At the recent Independent Healthcare Forum in London, Ali Parsa, the CEO behind Circle, gave his view on where the UK is missing out in the worldwide economy and what we need to do to get back on track. His message was simple…focus on what you are really good at and give it 100%. His message rings true for the economy as a whole and for the private healthcare sector in particular. “Stop preserving the old, and create the new”.
In the recent Olympics, Team GB did better than ever before, not just because we were on home ground. When the country won the Olympic bid, the team behind the bid had to decide how we were going to deliver medals in London 2012. So they looked at those areas of sport where we are strong and invested their efforts and money in aiming to become the dominant force in that sporting sector. Sports such as rowing and cycling benefited. And they broke down success in that sport into every element that could contribute to winning a medal. The British Cycling performance director, Dave Brailsford, has described how they recruited athletes who had the right body make up for cycling, how they invested in every aspect of the bike’s performance, and how fitness and performance was examined in microscopic detail.

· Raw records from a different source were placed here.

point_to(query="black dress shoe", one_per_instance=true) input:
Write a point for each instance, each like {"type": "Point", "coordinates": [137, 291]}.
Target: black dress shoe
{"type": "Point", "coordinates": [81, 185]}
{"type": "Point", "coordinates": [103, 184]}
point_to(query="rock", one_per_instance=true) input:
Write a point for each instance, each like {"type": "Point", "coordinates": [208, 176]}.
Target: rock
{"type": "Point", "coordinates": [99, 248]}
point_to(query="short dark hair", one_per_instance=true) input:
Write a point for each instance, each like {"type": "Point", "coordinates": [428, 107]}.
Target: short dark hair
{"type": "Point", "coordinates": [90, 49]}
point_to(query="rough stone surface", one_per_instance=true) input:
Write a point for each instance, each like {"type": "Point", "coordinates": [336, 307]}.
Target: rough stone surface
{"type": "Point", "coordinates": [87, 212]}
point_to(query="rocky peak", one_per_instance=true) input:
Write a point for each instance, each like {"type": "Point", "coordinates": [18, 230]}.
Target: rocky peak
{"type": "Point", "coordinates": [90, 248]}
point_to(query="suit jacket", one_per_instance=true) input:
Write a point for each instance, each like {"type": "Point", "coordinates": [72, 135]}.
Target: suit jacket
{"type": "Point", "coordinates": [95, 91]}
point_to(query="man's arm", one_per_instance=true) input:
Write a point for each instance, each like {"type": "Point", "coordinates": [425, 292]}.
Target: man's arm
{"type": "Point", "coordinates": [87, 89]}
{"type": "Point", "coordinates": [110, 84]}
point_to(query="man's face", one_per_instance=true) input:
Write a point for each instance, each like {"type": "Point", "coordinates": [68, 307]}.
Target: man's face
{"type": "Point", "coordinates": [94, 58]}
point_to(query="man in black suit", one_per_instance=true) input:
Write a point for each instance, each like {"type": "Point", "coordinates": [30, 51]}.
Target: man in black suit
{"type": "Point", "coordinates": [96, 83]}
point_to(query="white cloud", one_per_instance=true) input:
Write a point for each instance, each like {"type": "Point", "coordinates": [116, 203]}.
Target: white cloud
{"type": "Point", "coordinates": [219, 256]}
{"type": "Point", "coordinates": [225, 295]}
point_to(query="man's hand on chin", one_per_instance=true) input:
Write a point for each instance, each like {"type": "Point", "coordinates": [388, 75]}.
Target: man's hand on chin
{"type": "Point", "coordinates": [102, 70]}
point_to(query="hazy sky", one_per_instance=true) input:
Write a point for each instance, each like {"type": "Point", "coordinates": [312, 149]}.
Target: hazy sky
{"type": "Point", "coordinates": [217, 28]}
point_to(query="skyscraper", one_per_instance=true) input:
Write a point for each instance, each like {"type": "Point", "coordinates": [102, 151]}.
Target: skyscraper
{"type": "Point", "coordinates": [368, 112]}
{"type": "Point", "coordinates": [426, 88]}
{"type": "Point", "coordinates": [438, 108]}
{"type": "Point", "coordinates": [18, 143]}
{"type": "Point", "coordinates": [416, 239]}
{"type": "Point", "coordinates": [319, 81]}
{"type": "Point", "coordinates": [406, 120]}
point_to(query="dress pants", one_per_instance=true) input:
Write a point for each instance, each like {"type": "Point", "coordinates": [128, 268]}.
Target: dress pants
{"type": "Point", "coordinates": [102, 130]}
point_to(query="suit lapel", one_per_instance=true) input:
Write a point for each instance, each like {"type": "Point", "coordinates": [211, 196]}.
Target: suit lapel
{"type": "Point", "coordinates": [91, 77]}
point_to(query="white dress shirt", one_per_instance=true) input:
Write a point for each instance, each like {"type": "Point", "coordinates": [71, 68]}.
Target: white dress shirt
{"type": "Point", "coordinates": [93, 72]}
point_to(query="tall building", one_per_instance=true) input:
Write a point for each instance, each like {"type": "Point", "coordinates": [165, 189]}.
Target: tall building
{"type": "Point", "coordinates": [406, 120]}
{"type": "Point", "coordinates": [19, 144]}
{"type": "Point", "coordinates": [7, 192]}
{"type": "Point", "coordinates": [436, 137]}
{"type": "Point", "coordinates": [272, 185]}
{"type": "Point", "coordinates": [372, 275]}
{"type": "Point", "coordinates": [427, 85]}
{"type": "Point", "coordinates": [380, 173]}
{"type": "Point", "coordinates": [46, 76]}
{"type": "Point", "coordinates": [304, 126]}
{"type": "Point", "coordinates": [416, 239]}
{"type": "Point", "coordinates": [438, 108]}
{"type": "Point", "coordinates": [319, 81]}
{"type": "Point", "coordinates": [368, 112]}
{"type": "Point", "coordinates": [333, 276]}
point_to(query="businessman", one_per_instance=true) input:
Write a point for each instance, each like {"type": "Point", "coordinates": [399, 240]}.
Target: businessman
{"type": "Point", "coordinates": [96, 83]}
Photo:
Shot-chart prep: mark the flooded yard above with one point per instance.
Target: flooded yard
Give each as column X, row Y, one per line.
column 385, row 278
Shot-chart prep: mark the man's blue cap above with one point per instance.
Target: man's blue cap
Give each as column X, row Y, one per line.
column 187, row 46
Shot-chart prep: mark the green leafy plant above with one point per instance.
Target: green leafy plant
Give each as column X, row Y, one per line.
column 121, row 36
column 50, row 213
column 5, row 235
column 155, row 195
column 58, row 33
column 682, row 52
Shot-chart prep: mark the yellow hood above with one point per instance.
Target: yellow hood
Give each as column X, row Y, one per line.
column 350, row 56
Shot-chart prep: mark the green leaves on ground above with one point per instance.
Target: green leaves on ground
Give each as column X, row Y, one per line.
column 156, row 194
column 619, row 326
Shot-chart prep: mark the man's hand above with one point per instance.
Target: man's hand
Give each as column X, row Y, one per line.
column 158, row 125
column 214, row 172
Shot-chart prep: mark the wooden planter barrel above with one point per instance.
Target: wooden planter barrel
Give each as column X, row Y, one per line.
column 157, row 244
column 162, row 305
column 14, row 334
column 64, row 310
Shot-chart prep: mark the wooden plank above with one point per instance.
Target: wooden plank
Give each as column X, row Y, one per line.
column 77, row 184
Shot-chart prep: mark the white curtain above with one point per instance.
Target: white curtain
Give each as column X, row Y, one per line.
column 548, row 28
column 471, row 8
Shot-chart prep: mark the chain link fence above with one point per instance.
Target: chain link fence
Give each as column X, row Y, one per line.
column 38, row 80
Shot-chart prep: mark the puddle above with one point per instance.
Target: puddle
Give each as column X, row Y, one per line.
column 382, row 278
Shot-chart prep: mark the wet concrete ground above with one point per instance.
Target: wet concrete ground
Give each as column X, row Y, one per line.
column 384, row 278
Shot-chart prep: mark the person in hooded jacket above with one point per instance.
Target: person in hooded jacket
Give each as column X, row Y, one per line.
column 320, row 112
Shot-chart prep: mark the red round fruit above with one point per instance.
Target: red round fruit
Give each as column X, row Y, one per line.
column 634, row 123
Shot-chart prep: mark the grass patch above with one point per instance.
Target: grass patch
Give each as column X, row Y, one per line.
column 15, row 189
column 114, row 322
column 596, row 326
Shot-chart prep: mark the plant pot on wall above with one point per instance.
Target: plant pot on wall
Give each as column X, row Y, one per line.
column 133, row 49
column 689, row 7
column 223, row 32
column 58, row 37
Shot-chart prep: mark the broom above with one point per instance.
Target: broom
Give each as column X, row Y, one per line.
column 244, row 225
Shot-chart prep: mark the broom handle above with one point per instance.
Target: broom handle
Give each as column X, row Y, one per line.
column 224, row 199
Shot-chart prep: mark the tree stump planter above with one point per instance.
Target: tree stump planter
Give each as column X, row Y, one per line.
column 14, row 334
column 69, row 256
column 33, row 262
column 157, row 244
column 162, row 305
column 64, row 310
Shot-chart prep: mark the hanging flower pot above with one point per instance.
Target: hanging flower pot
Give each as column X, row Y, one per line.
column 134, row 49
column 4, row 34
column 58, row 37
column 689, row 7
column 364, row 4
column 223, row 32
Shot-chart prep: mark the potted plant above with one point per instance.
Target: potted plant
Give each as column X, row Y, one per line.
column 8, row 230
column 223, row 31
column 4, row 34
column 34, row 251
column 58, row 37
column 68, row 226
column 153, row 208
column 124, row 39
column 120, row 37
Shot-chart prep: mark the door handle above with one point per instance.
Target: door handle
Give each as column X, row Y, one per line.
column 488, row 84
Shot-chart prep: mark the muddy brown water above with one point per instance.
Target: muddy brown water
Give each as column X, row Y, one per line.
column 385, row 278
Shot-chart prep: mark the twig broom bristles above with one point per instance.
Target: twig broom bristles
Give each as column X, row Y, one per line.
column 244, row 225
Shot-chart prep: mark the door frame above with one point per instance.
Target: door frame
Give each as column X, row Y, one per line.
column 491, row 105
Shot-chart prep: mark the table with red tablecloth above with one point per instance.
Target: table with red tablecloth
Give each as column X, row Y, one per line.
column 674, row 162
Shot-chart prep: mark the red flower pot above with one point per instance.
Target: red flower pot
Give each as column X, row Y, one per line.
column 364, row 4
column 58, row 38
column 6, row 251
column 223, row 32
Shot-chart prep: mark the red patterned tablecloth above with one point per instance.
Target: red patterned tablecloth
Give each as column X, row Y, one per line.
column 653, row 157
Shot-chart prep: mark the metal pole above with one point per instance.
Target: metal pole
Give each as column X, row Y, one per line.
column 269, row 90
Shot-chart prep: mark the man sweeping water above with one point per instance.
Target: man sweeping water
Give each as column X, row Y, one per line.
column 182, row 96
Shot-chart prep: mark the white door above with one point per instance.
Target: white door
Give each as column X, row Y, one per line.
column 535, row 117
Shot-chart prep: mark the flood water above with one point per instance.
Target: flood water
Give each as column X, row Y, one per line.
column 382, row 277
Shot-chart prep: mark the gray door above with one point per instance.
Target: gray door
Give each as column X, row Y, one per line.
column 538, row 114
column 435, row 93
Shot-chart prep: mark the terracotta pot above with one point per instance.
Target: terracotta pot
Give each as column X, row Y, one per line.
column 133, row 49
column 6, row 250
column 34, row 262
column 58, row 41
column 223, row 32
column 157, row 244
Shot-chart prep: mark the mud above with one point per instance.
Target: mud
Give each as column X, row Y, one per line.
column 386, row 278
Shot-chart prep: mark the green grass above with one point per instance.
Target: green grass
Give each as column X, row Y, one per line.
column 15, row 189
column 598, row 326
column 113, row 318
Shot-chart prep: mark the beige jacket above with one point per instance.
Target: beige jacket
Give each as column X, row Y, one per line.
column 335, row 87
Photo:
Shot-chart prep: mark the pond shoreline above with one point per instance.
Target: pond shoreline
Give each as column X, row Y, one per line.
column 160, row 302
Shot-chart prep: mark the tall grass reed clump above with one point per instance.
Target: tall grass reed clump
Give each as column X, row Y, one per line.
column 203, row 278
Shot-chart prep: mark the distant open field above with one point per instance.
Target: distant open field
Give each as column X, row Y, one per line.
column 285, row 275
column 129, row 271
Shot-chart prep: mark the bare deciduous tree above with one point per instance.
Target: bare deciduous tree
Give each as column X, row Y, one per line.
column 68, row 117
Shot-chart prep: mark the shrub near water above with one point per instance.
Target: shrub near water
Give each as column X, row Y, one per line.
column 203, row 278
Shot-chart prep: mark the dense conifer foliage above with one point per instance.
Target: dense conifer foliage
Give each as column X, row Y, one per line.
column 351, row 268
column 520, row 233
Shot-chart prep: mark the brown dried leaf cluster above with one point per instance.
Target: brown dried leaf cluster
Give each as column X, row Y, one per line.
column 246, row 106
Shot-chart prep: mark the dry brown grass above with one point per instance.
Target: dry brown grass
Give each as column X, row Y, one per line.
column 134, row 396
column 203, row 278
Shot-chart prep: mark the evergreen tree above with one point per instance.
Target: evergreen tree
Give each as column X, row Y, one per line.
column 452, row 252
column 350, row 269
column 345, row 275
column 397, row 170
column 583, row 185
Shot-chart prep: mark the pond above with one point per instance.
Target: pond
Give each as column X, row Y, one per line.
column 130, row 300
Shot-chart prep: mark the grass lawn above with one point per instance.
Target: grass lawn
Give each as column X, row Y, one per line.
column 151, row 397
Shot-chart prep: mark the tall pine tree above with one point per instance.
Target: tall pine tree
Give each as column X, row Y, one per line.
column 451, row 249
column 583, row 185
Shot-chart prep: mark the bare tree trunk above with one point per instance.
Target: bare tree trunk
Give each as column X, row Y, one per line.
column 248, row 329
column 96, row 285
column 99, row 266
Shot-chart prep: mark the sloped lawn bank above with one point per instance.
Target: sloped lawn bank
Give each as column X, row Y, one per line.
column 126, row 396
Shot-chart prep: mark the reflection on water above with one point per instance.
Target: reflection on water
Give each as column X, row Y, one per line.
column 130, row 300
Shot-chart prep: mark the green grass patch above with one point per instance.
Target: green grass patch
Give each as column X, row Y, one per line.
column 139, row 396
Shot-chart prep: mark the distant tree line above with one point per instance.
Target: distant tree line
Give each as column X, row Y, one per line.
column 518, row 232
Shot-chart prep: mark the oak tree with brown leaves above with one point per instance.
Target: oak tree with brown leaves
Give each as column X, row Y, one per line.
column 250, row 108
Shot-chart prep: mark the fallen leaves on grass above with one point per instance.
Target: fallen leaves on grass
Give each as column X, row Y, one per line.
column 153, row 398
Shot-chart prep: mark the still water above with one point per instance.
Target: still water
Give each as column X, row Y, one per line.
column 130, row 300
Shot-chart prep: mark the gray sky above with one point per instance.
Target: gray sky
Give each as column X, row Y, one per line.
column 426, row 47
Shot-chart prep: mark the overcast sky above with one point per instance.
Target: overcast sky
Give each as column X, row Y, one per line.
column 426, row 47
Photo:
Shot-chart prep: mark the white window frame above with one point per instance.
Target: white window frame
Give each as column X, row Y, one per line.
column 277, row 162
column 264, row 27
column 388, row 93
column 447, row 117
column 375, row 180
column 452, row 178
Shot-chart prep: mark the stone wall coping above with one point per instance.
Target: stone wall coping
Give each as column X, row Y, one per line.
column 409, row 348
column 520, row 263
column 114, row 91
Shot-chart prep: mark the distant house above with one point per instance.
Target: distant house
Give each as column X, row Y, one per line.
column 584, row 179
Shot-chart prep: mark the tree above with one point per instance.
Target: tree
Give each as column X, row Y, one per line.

The end result? At Atlanta 1996, Team GB won one gold medal and came 36th in the medal table; in London 2012, Team GB won 29 gold medals and came third.
The UK has a similar challenge in the world economy. In recent years, the country has gone backwards in the international marketplace. We are not that far ahead of a failing Greece. So, we need to focus on what we are good at if we want to climb back up the medal table of the world economy.
We’re really good at healthcare!
And according to Circle’s Ali Parsa, one thing this country is very good at is healthcare. Despite the relentless media knocking of the NHS, we need to be a bit more positive about how good we are. If you watched the recent documentary on Great Ormond Street, you may have noticed how many of the leading specialists featured were not British. Why is this? It’s because, if you are a paediatrician anywhere in the world, Great Ormond Street is on your shortlist of “places I need to work to advance my career”. The Harris International Patient Centre at Great Ormond Street brings in over £25 million of revenue; children travel there from all over the world to be treated because they believe it to be the best.
It is encouraging to see a new initiative to export British healthcare abroad. A new agency will be established to link hospitals such as Great Ormond Street with foreign governments that want access to British-run health services Let’s hope this one gets off the ground and doesn’t suffer the fate of NHS Global which never got out of the starting blocks.
The “Olympic” message for private healthcare providers
If we tasked the British Cycling performance director with improving services in the private healthcare sector, how would he approach it? The “Olympic message” for the private healthcare sector is that if you want to be the very best at what you do, break down the delivery of a healthcare service into each constituent part and work to become a little bit better than your competition at every point in the process.
So, if you’re trying to attract self-pay patients for hip replacement:
- Make your “first touch” whether it be via your web site, email, on the phone or in print that much better than your competition.
- If you offer a fixed price package, don’t make it cheaper, make it more understandable, and add value to it.
- If you offer a guarantee…make sure the patient realises that (many don’t!).
- Make your admission process 10% slicker and 10% more customer friendly than your competitors’ process.
- Make your post-discharge follow up and support 10% slicker and 10% more customer friendly than your competitors’. This will not be very difficult! If there’s one significant shortcoming in the delivery of the patient experience in the private healthcare sector. This is where it is. It’s time to get away from the “treat them, bill them, get them out of the door and forget about them” approach which seems to be all too common in our sector.
Let’s learn from our Olympic success, and deliver some golds for the UK healthcare sector to patients both here and abroad!